To characterize in vitro activity of 2-fluoro-Ara AMP and its relation to the activities of cisplatin and doxorubicin, 28 specimens from patients with gynecologic tumors (predominantly ovarian) were tested in a soft agar assay. Twenty-six of 28 (93%) grew when the medium was supplemented with four hormones (epidermal growth factor, hydrocortisone, estradiol-17, and insulin). Normal bone marrow cells were utilized as a biologic control to define in vitro concentrations of the three drugs. Tumors were exposed continuously to three different concentrations of each drug. 2-fluoro-Ara AMP was tested against 26 tumors, cisplatin against 24, and doxorubicin against 14. In vitro sensitivity was defined as ≥ 50% colony inhibition at a drug concentration within the bone marrow inhibitory range.

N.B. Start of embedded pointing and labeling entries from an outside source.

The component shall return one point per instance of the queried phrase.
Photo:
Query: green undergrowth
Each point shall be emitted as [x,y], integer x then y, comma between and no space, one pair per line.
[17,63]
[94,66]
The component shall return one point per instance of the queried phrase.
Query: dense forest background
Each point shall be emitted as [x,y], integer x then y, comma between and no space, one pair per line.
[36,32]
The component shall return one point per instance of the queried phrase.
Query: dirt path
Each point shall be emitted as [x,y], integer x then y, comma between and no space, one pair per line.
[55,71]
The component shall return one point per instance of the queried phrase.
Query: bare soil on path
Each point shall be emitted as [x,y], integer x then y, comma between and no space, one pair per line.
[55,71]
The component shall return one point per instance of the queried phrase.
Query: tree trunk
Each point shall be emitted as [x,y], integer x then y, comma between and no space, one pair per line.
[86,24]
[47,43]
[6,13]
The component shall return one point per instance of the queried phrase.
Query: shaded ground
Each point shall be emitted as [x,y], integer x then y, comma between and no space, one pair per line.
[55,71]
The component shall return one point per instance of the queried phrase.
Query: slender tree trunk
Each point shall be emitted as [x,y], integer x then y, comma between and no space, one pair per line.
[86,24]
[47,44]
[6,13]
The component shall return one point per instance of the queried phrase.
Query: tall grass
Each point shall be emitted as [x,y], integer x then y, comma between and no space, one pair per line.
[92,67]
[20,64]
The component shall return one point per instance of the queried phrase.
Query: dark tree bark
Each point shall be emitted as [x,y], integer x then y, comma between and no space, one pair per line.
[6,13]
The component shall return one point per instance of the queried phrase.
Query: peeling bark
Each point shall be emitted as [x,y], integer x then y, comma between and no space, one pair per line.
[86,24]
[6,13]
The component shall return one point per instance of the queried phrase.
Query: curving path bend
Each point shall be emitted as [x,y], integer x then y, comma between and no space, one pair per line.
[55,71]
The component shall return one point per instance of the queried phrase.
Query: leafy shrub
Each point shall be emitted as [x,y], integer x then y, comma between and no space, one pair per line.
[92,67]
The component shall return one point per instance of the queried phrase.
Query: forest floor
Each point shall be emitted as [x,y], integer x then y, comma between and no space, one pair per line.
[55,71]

Seven of 26 (27%) tumor specimens were sensitive to 2-fluoro-Ara AMP. Among these, four tumors were derived from previously treated patients. However, in the 2-fluoro-Ara AMP concentration range (0.26 μg/ml to 0.78 μg/ml) tested, five of eight (62.5%) tumors from untreated patients achieved IC50 compared to only seven of 18 (39%) tumors from treated patients. Five of six (83%) specimens demonstrated cross-sensitivity between cisplatin and 2-fluoro-Ara AMP. Seventeen of 18 (94%) specimens demonstrated cross-resistance between cisplatin and 2-fluoro-Ara AMP, and 13 of 13 (100%) specimens demonstrated cross-resistance between 2-fluoro-Ara AMP and doxorubicin. A higher proportion of tumors from previously untreated patients achieved ≥ 50% colony inhibition when exposed to 2-fluoro-Ara-AMP or cisplatin than did those from previously treated patients. Our data suggest that 2-fluoro-Ara AMP has in vitro activity against gynecologic tumors (predominantly ovarian). Tumors from untreated patients were more sensitive than tumors from treated patients. At all concentrations of 2-fluoro-Ara AMP tested, bone marrow cells were more sensitive than the tumor cells suggesting a concerning notion that the clinical efficacy of this agent could be compromised by the myelosuppressive properties of this agent.